The United Nations’ World Food Programme (WFP) has suspended part of its food aid in South Sudan due to a funding shortage – heightening the risk of starvation for 1.7 million people.
The move to suspend aid will affect almost a third of the 6.2 million people in South Sudan the WFP had planned to assist this year. It comes as global food prices soar amid the Russia-Ukraine war, leaving humanitarian agencies working in Africa to work with funding shortfalls.
Climate change is also exacerbating the situation, with South Sudan facing severe flooding, localised drought as well as man-made conflict that has left more than 60 percent of the population grappling with severe hunger.
“South Sudan is facing its hungriest year since independence,” the WFP’s acting country director in South Sudan, Adeyinka Badejo-Sanogo, told reporters in Geneva on Tuesday. “We are already in a crisis, but we are trying to avert the situation from becoming more explosive.”

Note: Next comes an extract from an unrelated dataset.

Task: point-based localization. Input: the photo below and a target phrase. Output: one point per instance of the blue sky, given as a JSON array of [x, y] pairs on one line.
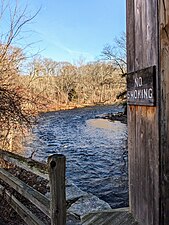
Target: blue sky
[[67, 30]]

Badejo-Sanogo, who was speaking from Juba, South Sudan’s capital, said the WFP urgently needs $426m to cover needs for the next six months and dial back what she described as an “explosive situation”.
The WFP said it had exhausted all options before suspending food assistance, including halving rations in 2021.
It said that following the food aid suspension, it is now hoping to reach 4.5 million South Sudanese in need, including 87,000 people already experiencing famine-like conditions.
The Norwegian Refugee Council listed the situation in the country as one of the world’s 10 most neglected displacement crises, highlighting the discrepancies in fund-raising for African countries, compared with that for Ukrainian refugees.
It highlighted that it took just one day this March for a humanitarian appeal for Ukraine to be almost fully funded.
“The war in Ukraine has demonstrated the immense gap between what is possible when the international community rallies behind a crisis, and the daily reality for millions of people suffering in silence within these crises on the African continent that the world has chosen to ignore,” the aid group’s chief Jan Egeland said.